Belching and Flatulence: Objective Data

Additional Subjective Data

It will be useful to inquire about the occurrence of heartburn, problems with digesting products containing lactose, abdominal pain, and the frequency of belching. Reports of increased thirst and hunger are also expected. Finally, stress and depression can be reported by the patient.

Additional Objective Data

To account for possible causes of belching and flatulence, the presence of hydrogen in the breath needs to be measured. If the patient keeps a “flatus diary,” the data from it can be useful.

National Guidelines

Due to the high level of cholesterol, National Guidelines on preventing heart disease and stroke are appropriate to consider, especially about the possibility of artery blockage suggested by hyperlipidemia. Also, hyperlipidemia and digestion problems suggest the appropriateness of consulting National Guidelines on type 2 diabetes.

Tests and Rationale

Belching and flatulence suggest the possibility of bacterial overgrowth. Thus, a hydrogen breath test needs to be administered. Next, celiac disease tests may be necessary to determine the wheat, barley, and rye absorption as a possible cause of eructation and flatulence (Rubio-Tapia, Hill, Kelly, Calderwood, & Murray, 2013). In extreme cases, pancreatic insufficiency may be the reason for the symptoms, in which case exocrine pancreatic insufficiency test may be necessary. Finally, the triglyceride test may be required to confirm the hyperlipidemia, since both HDL and total cholesterol levels are consistent with the possibility.

Consult

The patient’s case does not present any issues that may require the assistance of consult. However, the familial nature of some conditions (e.g. hyperlipidemia) may create additional difficulties, in which case seeking the aid of the consult is advisable.

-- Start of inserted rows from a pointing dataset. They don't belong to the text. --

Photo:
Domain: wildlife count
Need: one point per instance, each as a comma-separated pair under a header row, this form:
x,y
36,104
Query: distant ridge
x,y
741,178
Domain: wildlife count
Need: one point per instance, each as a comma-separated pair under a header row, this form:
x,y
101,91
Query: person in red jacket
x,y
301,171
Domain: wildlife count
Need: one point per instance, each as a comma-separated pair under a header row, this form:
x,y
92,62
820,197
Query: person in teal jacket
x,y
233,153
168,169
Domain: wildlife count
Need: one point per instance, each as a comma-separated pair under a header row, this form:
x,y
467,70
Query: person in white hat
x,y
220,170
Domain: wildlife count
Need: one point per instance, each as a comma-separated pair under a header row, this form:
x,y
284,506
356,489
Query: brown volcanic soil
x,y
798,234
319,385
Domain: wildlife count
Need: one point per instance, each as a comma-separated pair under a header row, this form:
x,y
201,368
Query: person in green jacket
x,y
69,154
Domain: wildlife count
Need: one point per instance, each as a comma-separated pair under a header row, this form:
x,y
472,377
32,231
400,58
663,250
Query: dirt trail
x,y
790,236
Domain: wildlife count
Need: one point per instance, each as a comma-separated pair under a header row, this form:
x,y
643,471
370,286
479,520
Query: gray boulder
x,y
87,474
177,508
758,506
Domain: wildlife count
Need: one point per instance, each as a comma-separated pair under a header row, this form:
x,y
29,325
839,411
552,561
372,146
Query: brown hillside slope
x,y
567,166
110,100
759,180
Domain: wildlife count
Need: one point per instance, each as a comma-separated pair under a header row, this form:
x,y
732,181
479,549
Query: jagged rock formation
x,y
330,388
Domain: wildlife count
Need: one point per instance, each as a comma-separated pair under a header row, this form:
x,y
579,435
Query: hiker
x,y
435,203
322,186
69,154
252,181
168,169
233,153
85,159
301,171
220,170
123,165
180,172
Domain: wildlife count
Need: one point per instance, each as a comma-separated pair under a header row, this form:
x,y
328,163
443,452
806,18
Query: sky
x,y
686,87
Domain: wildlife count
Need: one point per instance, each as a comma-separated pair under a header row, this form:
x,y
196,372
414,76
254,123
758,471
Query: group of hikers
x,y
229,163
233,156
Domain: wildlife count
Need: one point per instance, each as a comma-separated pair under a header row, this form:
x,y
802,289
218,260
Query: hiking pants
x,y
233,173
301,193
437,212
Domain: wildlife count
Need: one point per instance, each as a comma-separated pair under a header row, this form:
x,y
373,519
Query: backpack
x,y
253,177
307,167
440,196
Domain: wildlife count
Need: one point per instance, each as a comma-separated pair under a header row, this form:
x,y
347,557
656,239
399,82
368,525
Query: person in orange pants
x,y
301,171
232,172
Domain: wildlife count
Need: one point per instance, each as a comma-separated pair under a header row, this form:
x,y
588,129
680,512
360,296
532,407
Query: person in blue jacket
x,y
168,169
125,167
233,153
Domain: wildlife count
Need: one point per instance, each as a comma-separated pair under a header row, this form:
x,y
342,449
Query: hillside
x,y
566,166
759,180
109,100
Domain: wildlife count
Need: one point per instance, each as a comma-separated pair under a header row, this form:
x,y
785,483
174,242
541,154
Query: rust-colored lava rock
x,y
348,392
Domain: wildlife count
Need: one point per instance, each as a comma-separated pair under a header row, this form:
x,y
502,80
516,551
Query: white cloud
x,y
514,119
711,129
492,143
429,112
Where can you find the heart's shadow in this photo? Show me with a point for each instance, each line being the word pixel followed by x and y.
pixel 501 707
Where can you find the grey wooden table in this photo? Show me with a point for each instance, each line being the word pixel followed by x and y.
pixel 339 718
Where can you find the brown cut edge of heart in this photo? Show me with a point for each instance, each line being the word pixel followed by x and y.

Medical and Nursing Diagnoses

The patient’s symptoms are consistent with medical conditions of hyperlipidemia and indigestion, belching, and chest pressure possibly caused by angina or other heart diseases, and high blood pressure (Sabatine & Cannon, 2015). The nursing diagnoses are belching, flatulence, inappropriate nutrition, lack of proper knowledge of causes for intestinal gas buildup, lack of understanding of required dietary habits, excessive weight, anxiety, fatigue and stress associated with it, increased thirst and/or hunger resulting from hyperlipidemia, instances of depression, and lack of knowledge for over-the-counter supplements that may relieve gas buildup.

Legal and Ethical Considerations

The main issue with the patient is that some of his conditions may be familial and, by extension, suffer from the same lack of understanding of dietary habits. However, while some outcomes may be prevented by healthy eating, other treatment options may result in complications. These issues should be carefully considered.

Plan of Care

Medical care includes medications such as Nexium or Lipitor, depending on test results. If clotting or artery blockages are identified, artery-relaxing or blood-thinning medications may be added. Digestive enzymes are recommended to assist digestion as a supplement. Nursing care includes nutritional regiment maintenance, fluid intake monitoring, anxiety reduction, and educating the patient on helpful techniques.

Healthy People 2020 Objectives

Several objectives are consistent with the case, such as reduction of the proportion of adults with high TC levels, increase awareness of symptoms of and response to stroke, and an increase of the proportion of physicians offering consultations on nutrition and weight.

Circle of Caring

Depending on their health condition, the patient’s family members can be a part of the circle of caring, especially considering the proximity of the children. Next, a counselor is recommended to help to overcome stress and depression. Finally, integrative therapists must be included, although test results are needed to confirm this option.

Additional Patient Teaching

The patient would benefit from the knowledge of relaxation techniques and exercises for preventing gas buildup, ways of self-diagnosis and cause detection, monitoring techniques (e.g. flatus diary), identification of undesirable foods and beverages, and self-reflection to identify causes of anxiety as connected to a health condition.

References

Rubio-Tapia, A., Hill, I. D., Kelly, C. P., Calderwood, A. H., & Murray, J. A. (2013). ACG clinical guidelines: diagnosis and management of celiac disease. The American Journal of Gastroenterology, 108(5), 656-676.

Sabatine, M. S., & Cannon, C. P. (2015). Approach to the patient with chest pain. Braunwald’s Heart Disease: A Textbook of Cardiovascular Medicine. Philadelphia, PA: Elsevier Saunders.